We hold hands for a few moments, then I pull mine away, and cut into my steak. I stuff a juicy, delicious piece in my mouth, so I don’t have to respond to what he just said.
“What?” he asks, probably reading my expression.
“Thanks for telling me about who you are.”
“No, Keepsake.”
“No?”
“That isn’t what you were going to say,” he tells me fiercely.
I shake my head. He’s right, dammit. He can read me like I could read shards of twisted metal in the old workshop and discover the beautiful pieces they could become.
“You’re lying to yourself if you think this–us–is down to youwanting to do the right thing. I see the animal in you, Dom. It scared me at first.”
“But not anymore?” he says huskily.
My breath picks up, but I control myself. As best as I can, anyway. “I don’t know. I want the truth, but you know that. There’s only so many times and so many ways I can say it.”
He looks at me for a few moments, saying nothing. Smoldering, burning up, like the man who would be Don, king of the mafia, is trying to simmer through his CEO persona.
“You’re right,” he finally says. “Damn, Keepsake.
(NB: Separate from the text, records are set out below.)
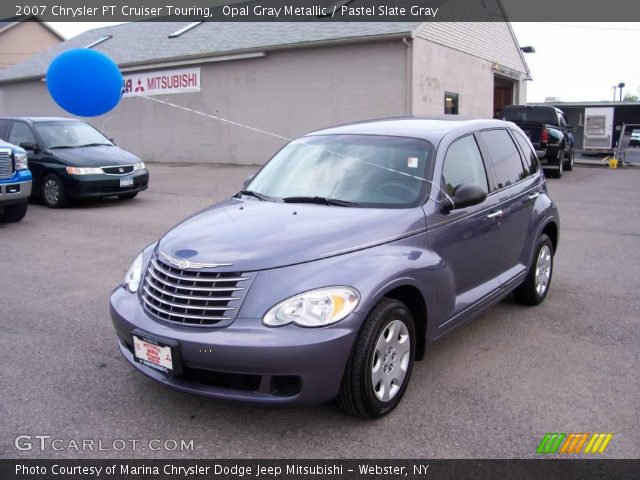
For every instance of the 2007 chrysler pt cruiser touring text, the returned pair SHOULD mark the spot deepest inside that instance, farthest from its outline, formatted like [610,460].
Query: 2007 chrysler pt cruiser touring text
[349,251]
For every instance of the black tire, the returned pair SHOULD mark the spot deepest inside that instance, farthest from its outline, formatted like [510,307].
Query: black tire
[127,196]
[568,162]
[357,393]
[528,292]
[14,213]
[53,193]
Yeah–you’re right. I can’t lie. I can’t run. I followed you because I wanted you. I took you because I needed you. You’re here becauseyou’re mine.”
He stands, his chair falling to the floor, then walks around the table and hauls me to my feet. I gasp as he crushes me against him, his hands greedily sinking into my hips, pushing his rock-hard staff against my belly. When we kiss, it’s like he’s mesmerizing me.
I’ve got my answer. He’s my captor, my Warden. He admitted it. And yet I can’t stop kissing him.
When his hand slides down my body, toward my sex, I push him away. It takes all the self-control I have, but I manage to do it. “What am I if I let this happen?” I murmur.
“Somebody who does what she wants, what she needs,” he growls.
“Let’s just eat. We can’t do this tonight. We can’t do this until I know you’re going to let me go.”
“I’m never going to let you go. Even when I set you free, I won’t be able to let you go. Ever.”